Academy of American Poets Laureate Fellowship

Melissa Kwasny and M.L. Smoker

From 2019-2021 we were honored to serve as Montana Poets Laureate. Though there had been six poets laureates before our tenure, sharing the role was a first for the position in Montana. Now, through the Academy of American Poets Laureate Fellowship, it is our hope that we can serve as an example of people working together toward common goals through creativity and collaboration. As women from marginalized communities in Montana (Smoker is an enrolled member of the Assiniboine and Sioux tribes of Fort Peck, and Kwasny is a lesbian), and as long-time educators, we hope to use our roles to demonstrate how poetry can speak to issues of diversity and inclusion, landscape and the environment, and culture and history.
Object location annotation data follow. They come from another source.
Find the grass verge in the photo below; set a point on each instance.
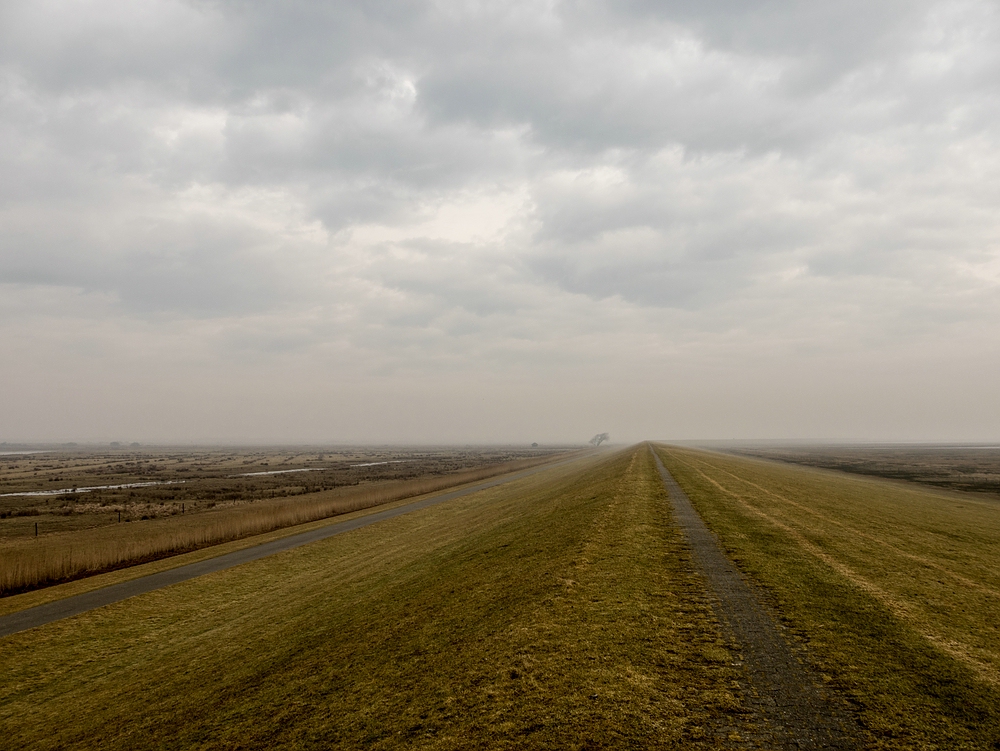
(559, 611)
(29, 563)
(896, 590)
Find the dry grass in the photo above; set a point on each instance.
(896, 589)
(556, 612)
(33, 562)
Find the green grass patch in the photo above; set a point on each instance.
(895, 589)
(559, 611)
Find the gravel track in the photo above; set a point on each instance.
(788, 707)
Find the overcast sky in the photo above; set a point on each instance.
(493, 222)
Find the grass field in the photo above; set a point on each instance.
(29, 562)
(895, 589)
(559, 611)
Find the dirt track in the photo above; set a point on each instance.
(788, 707)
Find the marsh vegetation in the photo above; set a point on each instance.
(201, 499)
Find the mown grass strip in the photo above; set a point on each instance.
(894, 588)
(557, 612)
(29, 563)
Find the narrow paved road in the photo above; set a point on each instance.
(70, 606)
(790, 708)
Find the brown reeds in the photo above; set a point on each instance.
(31, 563)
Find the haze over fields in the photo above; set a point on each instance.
(465, 222)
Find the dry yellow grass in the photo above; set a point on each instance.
(896, 588)
(560, 611)
(34, 562)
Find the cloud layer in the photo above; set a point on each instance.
(508, 221)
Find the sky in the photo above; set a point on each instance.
(493, 222)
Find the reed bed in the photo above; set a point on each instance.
(31, 563)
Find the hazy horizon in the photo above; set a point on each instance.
(457, 223)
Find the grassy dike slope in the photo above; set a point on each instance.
(896, 589)
(559, 611)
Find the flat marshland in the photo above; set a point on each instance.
(98, 511)
(968, 468)
(558, 611)
(893, 589)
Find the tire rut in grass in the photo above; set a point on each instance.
(788, 706)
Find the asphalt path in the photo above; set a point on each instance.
(70, 606)
(789, 706)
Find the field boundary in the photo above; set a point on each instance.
(790, 707)
(50, 612)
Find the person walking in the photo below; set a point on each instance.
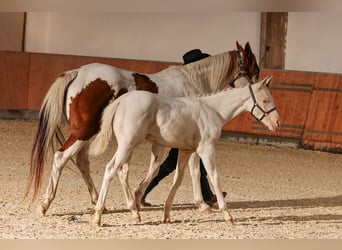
(170, 164)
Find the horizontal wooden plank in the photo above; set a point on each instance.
(14, 68)
(44, 68)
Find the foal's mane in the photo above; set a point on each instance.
(209, 74)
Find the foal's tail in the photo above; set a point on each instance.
(49, 118)
(100, 143)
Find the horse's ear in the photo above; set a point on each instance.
(248, 49)
(268, 81)
(239, 47)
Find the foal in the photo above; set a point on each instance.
(191, 124)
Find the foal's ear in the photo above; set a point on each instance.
(268, 81)
(248, 50)
(239, 47)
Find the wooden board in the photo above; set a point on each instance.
(14, 71)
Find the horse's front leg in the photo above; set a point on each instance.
(156, 157)
(83, 165)
(131, 205)
(194, 163)
(207, 155)
(183, 159)
(59, 161)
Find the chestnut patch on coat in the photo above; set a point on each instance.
(142, 82)
(86, 110)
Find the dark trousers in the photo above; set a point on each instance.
(169, 165)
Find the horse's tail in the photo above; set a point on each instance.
(102, 139)
(49, 118)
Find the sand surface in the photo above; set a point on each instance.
(273, 193)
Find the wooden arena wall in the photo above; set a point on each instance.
(309, 103)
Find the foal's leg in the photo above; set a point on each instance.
(119, 159)
(207, 155)
(156, 157)
(123, 176)
(83, 166)
(59, 161)
(195, 173)
(183, 159)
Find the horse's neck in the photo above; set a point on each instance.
(229, 103)
(210, 74)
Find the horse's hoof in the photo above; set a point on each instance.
(167, 221)
(137, 218)
(95, 223)
(205, 209)
(230, 221)
(42, 210)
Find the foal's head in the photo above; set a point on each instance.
(262, 106)
(248, 67)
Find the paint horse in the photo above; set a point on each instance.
(82, 94)
(191, 124)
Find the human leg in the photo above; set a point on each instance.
(165, 169)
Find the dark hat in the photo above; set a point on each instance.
(194, 55)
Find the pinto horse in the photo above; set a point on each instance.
(81, 95)
(191, 124)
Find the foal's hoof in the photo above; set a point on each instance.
(42, 210)
(230, 221)
(136, 217)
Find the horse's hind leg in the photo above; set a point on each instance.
(83, 166)
(123, 177)
(194, 162)
(59, 161)
(156, 155)
(183, 159)
(208, 157)
(120, 158)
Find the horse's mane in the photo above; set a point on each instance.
(208, 75)
(213, 93)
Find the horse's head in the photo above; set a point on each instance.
(248, 66)
(262, 106)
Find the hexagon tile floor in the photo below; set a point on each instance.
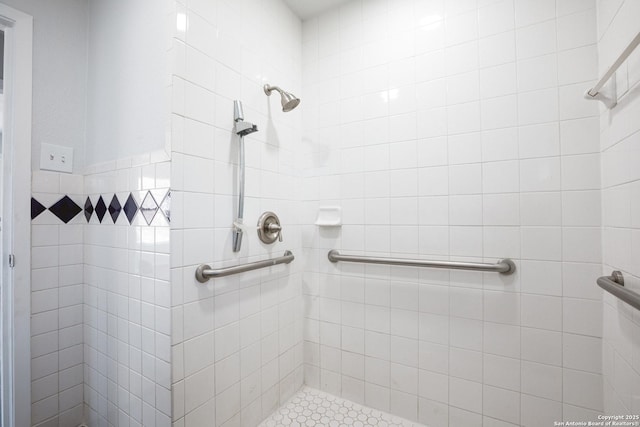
(311, 407)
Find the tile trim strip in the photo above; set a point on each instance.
(150, 204)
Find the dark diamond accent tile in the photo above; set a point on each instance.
(88, 209)
(130, 208)
(101, 209)
(114, 208)
(36, 208)
(149, 207)
(65, 209)
(165, 206)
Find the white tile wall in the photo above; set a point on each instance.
(454, 130)
(619, 134)
(236, 341)
(56, 305)
(127, 300)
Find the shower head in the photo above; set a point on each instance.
(289, 101)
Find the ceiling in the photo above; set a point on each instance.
(306, 9)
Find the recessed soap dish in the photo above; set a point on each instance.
(329, 216)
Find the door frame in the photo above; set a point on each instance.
(16, 221)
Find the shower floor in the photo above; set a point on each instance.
(311, 407)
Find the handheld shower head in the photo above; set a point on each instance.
(288, 100)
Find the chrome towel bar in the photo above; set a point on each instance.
(504, 266)
(614, 284)
(205, 272)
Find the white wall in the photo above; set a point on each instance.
(237, 341)
(126, 97)
(59, 74)
(455, 130)
(620, 144)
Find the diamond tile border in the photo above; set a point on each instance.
(65, 209)
(311, 407)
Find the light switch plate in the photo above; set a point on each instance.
(56, 158)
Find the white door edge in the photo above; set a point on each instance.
(16, 310)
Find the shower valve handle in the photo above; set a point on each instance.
(275, 228)
(269, 228)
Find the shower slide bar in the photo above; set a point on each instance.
(614, 284)
(504, 266)
(610, 99)
(205, 272)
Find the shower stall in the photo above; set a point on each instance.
(421, 238)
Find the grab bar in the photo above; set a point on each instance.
(504, 266)
(205, 272)
(611, 99)
(614, 284)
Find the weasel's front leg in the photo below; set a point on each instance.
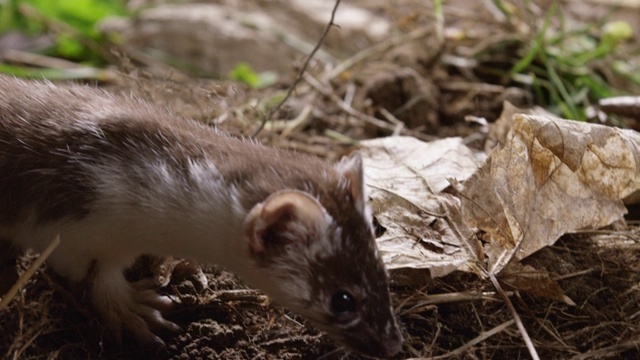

As writers, we believe that poetry can provide a source of understanding and hope in dark times.

Ekphrastic Poetry Project

During our Poet Laureate Fellowship, we plan to work with seven prominent Montana art and historical museums responding to works in their collections which reflect on each community and their unique identities: Hockaday Museum of Art (Kalispell); Yellowstone Art Museum (Billings); Blackfoot Pathways (outdoor sculpture garden, Lincoln); Holter Museum (Helena); Waterworks Art Museum (Miles City) Museum of the Plains Indian (Browning); and Museum of the Beartooths (Columbus).

We will travel to each museum, and, working with curators, select an artwork [or object] from the collection to write a poem in response. During the same visit, we will offer a workshop (or if demand is great, workshops) for area youth on writing ekphrastic poetry in the museum, using examples from other poets and artists and, as the project proceeds, slides of our own work at other museums.

Each artwork and the poem it inspired will live on this website, as will tips for museum-goers who might want to engage in a more personal way with the collections by writing their own ekphrastic poems, and video recordings of readings and presentations. By making these tools available to all Montanans and visitors, we hope to make museum-going and art-making more inclusive – and creative – for everyone.